There seems to be a growing appetite to cut the cost of public sector pensions. A year ago, it was basically off the cards — no party would have dared take the political risk. But the coalition are now slowly making the case. There is a strong chance of a levy being imposed, if the government holds its nerve.
The payments shoot up at around 20 per cent a year, rising from £4bn in 2010/11 to £9.4bn in 2014/15. Even more worrying is the fact that this is only the early stages of the demographic trend pushing up costs. The jump will be more pronounced beyond 2015.
Here’s what Nick Clegg had to say about it:
“Public sector workers deserve a decent income when they hit retirement; no one doubts that. But the current situation is not fair. Private sector workers have already seen final salary schemes close, while returns from defined contribution schemes fall.
So can we really ask them to keep paying their taxes into unreformed gold-plated public sector pension pots? It’s not just unfair, it’s not affordable. As we face up to living within our means, we cannot ignore a spending area which will more than double within five years”
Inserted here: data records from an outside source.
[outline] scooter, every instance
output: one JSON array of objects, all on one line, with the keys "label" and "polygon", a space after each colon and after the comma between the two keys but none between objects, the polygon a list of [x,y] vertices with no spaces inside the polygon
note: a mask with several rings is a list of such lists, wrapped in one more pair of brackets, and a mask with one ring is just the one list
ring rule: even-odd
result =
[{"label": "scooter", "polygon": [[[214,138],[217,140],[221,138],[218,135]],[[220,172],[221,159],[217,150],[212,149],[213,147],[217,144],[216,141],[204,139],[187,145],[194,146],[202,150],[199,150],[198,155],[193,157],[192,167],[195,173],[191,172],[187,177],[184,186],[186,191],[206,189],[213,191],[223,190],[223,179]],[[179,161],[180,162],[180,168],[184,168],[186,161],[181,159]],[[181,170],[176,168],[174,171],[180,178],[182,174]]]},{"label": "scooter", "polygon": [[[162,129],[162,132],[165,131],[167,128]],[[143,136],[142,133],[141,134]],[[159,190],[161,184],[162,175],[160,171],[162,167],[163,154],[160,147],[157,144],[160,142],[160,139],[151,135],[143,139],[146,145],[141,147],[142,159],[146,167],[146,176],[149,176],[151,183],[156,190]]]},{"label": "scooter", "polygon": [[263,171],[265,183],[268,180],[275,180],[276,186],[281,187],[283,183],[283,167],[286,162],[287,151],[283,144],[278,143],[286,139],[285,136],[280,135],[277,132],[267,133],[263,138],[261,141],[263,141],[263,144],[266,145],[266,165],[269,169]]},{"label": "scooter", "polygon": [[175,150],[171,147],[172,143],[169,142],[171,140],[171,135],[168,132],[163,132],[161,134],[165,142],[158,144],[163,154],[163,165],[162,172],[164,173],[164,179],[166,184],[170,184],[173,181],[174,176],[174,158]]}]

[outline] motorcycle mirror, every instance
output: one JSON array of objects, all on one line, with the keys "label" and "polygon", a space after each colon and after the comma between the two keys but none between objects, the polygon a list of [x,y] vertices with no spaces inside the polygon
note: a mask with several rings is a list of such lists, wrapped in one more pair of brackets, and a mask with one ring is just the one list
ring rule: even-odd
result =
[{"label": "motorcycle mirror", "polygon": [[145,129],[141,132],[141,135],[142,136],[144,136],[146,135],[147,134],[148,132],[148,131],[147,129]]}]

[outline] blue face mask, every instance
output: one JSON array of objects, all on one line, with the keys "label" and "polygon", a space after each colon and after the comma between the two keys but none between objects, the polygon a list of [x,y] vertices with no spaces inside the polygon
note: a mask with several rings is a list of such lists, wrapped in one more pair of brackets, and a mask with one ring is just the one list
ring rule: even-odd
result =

There aren’t many options available to the chancellor. To generate some long term savings, the final salary schemes could be closed and employees switched to a “notional” direct contribution scheme.
But that wouldn’t raise any serious money over the next 15 years. There are only two ways to do that: cut payments or increase contributions.
Cutting payments would withdraw accrued benefits, something that no sane politician would want to do.
So a hike in contributions is the obvious solution. Asking every public sector worker to pay an extra 2.5 per cent contribution would raise £3.2bn a year. It would effectively be a pay cut, dressed up as a means of making workers pay a fair amount for what remains a generous scheme. Ireland have done something similar already.
Personally, I’m looking forward to spending my wife’s gold-plated public sector pension. But I expect we’ll be paying a lot more for it, pretty soon.